ON DRUNKEN SAILORS
Has anyone out there ever actually been around real, live drunken sailors? I ask, because there's a meme going around now that Sen. John McCain shouldn't have insulted drunken sailors by suggesting that the Bush administration is spending money in a fashion reminiscent of inebriated seamen, because at least such men (and women, one supposes) are actually spending their own money. The Bush administration's free-spending ways tap into your funds, my funds, everyone's funds, and comparing them to drunken sailors does a disservice to drunken sailors, or so says the meme.
Maybe we need some sort of national service program, or some way to get more people who opine for a living or on blogs in contact with actual sailors. Because no one who has been around real drunken sailors would say that at least drunken sailors just spend their own money. Nothing could be further from the truth.

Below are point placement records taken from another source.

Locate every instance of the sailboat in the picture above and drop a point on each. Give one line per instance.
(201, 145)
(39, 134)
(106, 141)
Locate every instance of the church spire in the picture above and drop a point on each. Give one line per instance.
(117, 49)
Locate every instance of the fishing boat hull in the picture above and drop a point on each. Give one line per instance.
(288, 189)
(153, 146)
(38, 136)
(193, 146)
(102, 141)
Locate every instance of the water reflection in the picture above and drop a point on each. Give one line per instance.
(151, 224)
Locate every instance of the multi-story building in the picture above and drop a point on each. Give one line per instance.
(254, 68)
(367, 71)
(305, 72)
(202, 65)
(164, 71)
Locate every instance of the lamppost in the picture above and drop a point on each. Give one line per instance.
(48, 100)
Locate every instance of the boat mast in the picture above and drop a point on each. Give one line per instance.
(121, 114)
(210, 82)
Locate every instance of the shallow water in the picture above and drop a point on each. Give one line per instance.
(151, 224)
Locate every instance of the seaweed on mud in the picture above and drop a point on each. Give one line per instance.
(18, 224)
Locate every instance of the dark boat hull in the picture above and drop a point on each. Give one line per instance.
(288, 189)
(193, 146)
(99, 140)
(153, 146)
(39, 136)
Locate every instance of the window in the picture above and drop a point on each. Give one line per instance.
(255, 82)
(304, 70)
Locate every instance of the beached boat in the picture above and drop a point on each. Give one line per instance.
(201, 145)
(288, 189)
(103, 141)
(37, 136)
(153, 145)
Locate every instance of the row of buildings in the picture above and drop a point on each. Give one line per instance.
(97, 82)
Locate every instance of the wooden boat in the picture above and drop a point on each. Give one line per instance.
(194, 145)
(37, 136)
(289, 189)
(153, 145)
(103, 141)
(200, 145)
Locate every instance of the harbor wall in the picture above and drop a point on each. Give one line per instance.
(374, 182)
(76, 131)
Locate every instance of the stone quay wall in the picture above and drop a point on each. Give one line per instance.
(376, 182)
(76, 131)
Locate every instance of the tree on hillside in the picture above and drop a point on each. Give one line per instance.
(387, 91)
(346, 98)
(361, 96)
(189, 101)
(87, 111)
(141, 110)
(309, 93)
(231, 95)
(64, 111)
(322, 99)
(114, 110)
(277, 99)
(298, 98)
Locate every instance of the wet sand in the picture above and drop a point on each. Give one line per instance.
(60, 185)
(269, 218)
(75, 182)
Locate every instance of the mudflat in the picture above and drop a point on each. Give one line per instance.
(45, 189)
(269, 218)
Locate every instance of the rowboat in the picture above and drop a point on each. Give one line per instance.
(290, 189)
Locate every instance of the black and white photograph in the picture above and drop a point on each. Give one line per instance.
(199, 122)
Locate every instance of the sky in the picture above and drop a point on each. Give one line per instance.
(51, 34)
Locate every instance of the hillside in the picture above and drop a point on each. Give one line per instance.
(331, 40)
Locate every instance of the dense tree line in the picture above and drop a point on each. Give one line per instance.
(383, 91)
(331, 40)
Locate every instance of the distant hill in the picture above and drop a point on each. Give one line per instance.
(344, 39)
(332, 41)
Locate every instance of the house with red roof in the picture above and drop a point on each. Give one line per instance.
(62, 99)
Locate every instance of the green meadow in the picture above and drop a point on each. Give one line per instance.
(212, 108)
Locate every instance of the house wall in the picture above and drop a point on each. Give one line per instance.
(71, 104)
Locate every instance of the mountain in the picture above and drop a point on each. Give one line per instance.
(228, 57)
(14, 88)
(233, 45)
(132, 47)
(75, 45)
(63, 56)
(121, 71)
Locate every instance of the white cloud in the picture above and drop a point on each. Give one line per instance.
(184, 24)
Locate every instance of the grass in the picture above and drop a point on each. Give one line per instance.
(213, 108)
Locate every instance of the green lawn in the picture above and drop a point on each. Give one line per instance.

A few years ago, I was in the US Air Force but out to sea with the USS Blue Ridge. She's a fine ship, a floating command center complete with a mini-NORAD type room from which to conduct theatre-level combined operations. Blue Ridge is the flagship of the Seventh Fleet, so much a showplace that the sailors who call her home joke that her designation, LCC-19, doesn't refer to her landing, command and control capabilities, but to the fact that officers always say to the crew "Let's continue cleaning, 19 hours a day." It's not all that witty, but you get the point.
I accompanied Blue Ridge to the Japanese port of Nagasaki on her first visit there, ever. The city that Truman nuked welcomed the high-level US Navy presence with mostly open arms--a regatta of fishing vessels, a small fleet of helicopters, and even a brass band greeted us as we pulled in. Yeah, there were a dozen or so protestors, enough for CNN to label a Million Man March or something, but nothing really unusual. Looking back, the protestors were probably North Korean dupes anyway.

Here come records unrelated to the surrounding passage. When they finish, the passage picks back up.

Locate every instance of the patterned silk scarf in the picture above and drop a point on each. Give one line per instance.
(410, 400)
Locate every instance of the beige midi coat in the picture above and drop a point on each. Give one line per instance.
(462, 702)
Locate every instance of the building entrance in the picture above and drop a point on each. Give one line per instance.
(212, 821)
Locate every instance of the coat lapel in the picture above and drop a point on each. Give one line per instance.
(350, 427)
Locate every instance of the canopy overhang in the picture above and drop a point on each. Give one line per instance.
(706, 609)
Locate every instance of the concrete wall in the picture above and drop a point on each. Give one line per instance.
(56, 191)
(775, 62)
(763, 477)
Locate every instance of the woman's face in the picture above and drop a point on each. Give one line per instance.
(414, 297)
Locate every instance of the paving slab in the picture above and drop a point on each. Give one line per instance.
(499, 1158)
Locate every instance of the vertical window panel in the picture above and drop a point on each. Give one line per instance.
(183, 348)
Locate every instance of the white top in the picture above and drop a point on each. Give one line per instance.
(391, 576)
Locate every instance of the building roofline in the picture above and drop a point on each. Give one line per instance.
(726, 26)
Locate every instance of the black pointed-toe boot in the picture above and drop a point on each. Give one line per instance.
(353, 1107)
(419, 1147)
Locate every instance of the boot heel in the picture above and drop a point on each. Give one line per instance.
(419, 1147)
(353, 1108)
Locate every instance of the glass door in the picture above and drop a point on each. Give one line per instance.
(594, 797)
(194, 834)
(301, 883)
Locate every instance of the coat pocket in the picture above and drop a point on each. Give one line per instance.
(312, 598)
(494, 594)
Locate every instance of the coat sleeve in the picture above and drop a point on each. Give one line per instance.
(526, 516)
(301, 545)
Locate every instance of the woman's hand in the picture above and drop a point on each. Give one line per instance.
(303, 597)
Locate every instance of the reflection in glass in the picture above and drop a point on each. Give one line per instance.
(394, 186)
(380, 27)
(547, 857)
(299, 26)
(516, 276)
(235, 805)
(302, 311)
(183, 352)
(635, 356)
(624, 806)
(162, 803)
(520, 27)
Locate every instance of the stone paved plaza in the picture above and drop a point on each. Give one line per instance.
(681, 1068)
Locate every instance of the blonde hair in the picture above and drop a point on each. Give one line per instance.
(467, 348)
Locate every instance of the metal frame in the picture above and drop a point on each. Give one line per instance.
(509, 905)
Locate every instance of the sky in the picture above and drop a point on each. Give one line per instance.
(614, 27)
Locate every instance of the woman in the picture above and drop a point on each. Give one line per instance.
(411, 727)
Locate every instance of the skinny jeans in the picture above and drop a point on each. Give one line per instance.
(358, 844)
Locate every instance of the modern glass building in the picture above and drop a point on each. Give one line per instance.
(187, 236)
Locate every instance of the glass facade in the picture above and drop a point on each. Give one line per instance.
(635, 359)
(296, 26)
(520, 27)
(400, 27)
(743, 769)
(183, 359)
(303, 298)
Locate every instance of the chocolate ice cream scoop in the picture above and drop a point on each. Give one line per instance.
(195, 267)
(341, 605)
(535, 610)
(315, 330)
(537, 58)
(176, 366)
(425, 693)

After we pulled in, some sailors I'd been hanging out with for the three day cruise down invited me to roam the city with them. I took them up on it, having no idea what I was getting myself in for. I forgot about the whole drunken sailor thing, but the boys reminded me of it before long.
After walking around and around Nagasaki, night crept in and we set up camp in a sushi bar. That was my idea, thinking that Nagasaki's reputation for fresh sushi must be put to the test. While enjoying the fresh toro, the shrimp, the works, a TV behind the barkeep showed news video of our arrival. We reacted and the patrons started asking us if we were from the ship. We said we were, and rivers of sake began to flow our way. The patrons and owner were happy to have us there, happy to get to know us, and apparently happy to get us smashed.
I'm not the drinking type, so I never touched the tide of alcohol that washed over us. But I observed that the more sake my compatriots consumed, and it was top drawer hootch, the more money they spent. Soon they'd run out of their own, and were spending mine. Meanwhile, the patrons kept volunteering more Asahi biru, more sake, more of anything liquid the sailors wanted. One tipsy sailor started massively hitting on a female patron, to such an extent that she began to get nervous. I halted the proceedings with a word or two, which got shrugged off but did their job.
Yeah, I was being a bit of a killjoy, but I also probably stopped an international incident. During our stroll back to the ship, which included several detours and backtracks while my affected friends tried to pretend sobriety, we witnessed a sailor getting arrested for something, and another riding a bicycle down the middle of a major thoroughfare, against the traffic. He was lucky that there was little traffic at that hour, or he'd have been a casualty of the friendship port call.
The moral of the story, if there is one, is this: Drunken sailors do not limit themselves to spending their own money, contrary to the current meme bouncing around the 'sphere. They'll spend their cash until they run out, then they'll either reach for the plastic money in their wallets or for the green money in yours if you happen to be with them. They'll also happily indulge in anything that anyone wants to buy for them. I think the Nagasaki sushi bar's chief patron must have spent several hundred dollars soaking American sailors that night, and the other patrons chipped in healthy amounts too.
All of which does describe how the Bush administration has been throwing around money on non-defense spending. They have been spending like drunken sailors out on the town, or at least like the drunken sailors that I hung out with in Nagasaki.
The sushi was unbelievably good, btw, the type that just melts in your mouth.